The private sector disagrees, and further argues it should be allowed to install equipment in more central offices around the country. The central offices are basically hubs connecting end users to the national network, if they are Ogero customers, or to the ISPs’ networks. There are some 300 central offices.
[pullquote]The companies may find “it’s not worth” redoing botched work already done and opt to pay penalties instead[/pullquote]
Ogero has equipment in nearly 200, Chebaro says. He says the private sector is in 80, but Farhat says ISPs are only present in 71, adding that in around half of those, the equipment is not yet functioning. Executive could not independently verify either claim.

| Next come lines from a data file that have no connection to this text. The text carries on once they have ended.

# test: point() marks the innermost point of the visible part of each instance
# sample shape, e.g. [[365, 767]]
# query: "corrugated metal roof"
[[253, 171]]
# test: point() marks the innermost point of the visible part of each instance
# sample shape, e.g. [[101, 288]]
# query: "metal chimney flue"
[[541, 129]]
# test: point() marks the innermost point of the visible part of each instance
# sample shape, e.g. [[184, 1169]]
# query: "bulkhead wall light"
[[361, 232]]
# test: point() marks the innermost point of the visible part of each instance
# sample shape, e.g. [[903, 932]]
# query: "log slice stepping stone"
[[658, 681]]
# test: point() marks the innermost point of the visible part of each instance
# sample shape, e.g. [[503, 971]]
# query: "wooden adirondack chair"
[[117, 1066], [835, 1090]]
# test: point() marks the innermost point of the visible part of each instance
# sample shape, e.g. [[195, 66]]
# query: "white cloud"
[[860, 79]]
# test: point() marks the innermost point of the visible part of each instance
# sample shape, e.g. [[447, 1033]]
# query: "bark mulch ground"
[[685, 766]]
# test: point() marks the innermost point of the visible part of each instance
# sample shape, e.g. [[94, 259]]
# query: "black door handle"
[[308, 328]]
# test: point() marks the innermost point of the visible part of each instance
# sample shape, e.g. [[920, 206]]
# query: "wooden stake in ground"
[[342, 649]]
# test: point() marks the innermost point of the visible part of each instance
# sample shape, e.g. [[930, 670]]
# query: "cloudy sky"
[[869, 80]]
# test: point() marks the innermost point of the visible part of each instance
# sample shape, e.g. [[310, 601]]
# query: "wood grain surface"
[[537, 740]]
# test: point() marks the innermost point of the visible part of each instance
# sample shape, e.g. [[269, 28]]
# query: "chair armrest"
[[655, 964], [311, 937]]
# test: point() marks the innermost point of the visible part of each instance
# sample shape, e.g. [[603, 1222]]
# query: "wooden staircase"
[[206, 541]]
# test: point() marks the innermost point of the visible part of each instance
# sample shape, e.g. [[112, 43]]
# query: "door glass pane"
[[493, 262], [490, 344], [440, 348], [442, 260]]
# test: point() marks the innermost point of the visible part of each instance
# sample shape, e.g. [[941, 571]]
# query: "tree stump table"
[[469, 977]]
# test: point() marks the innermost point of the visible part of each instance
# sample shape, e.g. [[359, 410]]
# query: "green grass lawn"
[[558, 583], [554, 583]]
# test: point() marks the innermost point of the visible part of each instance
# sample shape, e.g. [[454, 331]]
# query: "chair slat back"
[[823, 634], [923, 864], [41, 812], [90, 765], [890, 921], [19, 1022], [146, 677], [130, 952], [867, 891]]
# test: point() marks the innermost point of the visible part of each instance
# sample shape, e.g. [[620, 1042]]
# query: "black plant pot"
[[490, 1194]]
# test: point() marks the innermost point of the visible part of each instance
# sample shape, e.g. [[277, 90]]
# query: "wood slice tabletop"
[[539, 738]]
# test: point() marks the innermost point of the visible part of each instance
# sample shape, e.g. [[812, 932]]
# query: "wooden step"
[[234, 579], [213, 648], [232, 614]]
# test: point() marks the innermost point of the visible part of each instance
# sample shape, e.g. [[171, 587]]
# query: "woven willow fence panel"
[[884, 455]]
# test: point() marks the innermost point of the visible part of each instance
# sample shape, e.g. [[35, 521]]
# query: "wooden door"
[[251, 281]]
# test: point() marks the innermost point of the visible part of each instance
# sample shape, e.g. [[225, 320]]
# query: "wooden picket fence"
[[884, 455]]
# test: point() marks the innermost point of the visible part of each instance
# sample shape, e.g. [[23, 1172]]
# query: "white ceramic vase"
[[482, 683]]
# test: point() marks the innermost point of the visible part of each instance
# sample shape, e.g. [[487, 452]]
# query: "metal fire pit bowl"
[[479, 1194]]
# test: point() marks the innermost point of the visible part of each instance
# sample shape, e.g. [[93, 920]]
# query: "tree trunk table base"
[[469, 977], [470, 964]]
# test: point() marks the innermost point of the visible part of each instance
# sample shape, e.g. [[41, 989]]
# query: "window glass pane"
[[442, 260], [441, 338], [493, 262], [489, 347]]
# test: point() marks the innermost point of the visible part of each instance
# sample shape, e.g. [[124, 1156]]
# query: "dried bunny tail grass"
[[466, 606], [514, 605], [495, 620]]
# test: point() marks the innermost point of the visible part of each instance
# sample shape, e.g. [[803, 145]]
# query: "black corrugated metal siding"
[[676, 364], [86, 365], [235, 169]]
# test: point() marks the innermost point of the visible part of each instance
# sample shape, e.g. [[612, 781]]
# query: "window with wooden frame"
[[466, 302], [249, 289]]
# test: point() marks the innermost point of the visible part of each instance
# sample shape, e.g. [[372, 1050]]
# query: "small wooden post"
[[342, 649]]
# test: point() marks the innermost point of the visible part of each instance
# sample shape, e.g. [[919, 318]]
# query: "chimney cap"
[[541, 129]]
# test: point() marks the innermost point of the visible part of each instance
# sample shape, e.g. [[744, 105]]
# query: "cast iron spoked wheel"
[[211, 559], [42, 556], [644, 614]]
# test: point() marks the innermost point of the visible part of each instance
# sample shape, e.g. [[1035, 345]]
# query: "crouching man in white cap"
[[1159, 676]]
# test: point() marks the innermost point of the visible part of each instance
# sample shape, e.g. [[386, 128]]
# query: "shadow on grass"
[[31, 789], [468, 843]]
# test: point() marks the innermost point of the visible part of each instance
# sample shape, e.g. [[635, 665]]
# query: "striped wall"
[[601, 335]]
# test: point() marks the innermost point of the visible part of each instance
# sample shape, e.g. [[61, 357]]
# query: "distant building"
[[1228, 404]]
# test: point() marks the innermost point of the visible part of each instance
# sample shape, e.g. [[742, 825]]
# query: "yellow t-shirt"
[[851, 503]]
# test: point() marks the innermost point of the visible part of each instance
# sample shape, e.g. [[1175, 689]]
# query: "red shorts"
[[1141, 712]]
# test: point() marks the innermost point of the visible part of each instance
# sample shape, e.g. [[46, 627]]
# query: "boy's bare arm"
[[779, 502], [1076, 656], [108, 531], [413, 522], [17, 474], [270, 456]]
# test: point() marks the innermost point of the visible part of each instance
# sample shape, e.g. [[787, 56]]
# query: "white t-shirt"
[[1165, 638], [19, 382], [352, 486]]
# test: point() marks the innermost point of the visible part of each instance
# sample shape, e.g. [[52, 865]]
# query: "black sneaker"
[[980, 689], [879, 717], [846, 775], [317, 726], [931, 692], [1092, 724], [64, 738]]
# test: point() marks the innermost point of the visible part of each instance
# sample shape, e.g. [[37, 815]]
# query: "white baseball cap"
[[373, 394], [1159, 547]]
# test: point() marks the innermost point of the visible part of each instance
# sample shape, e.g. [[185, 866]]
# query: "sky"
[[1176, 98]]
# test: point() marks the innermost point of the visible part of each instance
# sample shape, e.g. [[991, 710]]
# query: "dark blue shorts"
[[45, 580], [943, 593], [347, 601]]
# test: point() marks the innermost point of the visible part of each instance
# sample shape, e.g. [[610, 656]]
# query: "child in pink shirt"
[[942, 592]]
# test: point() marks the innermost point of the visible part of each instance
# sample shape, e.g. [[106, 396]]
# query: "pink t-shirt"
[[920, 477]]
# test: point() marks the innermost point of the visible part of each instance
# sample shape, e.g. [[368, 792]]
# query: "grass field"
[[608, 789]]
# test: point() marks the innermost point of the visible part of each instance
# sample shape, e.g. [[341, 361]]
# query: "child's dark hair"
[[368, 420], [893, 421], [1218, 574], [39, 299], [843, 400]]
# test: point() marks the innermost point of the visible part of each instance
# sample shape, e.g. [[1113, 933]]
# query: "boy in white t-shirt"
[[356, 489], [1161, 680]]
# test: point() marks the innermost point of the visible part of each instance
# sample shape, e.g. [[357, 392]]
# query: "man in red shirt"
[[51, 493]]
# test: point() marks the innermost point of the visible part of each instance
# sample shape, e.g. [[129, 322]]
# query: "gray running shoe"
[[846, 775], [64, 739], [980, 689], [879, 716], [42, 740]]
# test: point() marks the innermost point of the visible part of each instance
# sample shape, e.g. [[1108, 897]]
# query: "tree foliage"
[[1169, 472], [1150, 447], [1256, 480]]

Harb says all of these issues should be resolved immediately and blames problems between the private sector and the Ogero–Ministry of Telecommunications team on his predecessors. Since 2008, telecommunications ministers have been members of or allied with the Free Patriotic Movement, an arch foe of Harb’s March 14 coalition.
Will speeds really jump?
The new packages promise connection speeds starting at 2 Mb/s and going as high as over 8 Mb/s, according to a press conference the ministry held in late May. For around 30 percent of the 300,000 households with fixed line broadband connections, such speeds are not even possible.
After years of delay, Lebanon finally has all of its central offices connected by fiber optic cables, Chebaro says. This means the country now has a network backbone capable of ultra-high speeds. The project, announced in October 2010, was initially valued at $40 million.
However, both Harb and Chebaro say the work, carried out by France’s Alcatel-Lucent and Lebanon’s Consolidated Engineering and Trading, was not done properly in all areas of the country, particularly the far north and far south. Harb says the companies will redo the work at no extra cost to the state — which he says ended up paying $52 million for the project.
Chebaro is not so optimistic. The companies may find “it’s not worth” redoing work already done and opt to pay penalties instead, he says.
While all of the central offices are now connected via fiber optics, Chebaro says there “may be some deficiencies” because the companies that laid the lines did not respect all of the technical specifications — such as the depth of burial for cables — stipulated in their contracts.
Copper wires connecting the central offices to users’ homes, however, are the real speed killers.
“Distance is our enemy,” Harb says. Copper can deliver speeds up to 8 Mb/s if the wire is short. Once a copper wire is stretched several kilometers between a central office and an end user’s home, however, the speed can be as slow as 1990s dial-up connections.
As noted above, Chebaro says around 30 percent of households with fixed-line broadband connections are simply too far from their central office to reach speeds of 2 Mb/s. Chebaro says there are possible solutions to this problem that don’t involve laying fiber cables to each individual building — a project Harb would like to see happen eventually, but which could cost up to $1 billion, he says.
Asked if there are plans to implement any of the possible solutions he outlined, Chebaro says, “When we say there are plans, that means we’re ready to launch it. That’s not the case.”
“Now, hopefully, plans will materialize,” Chebaro adds.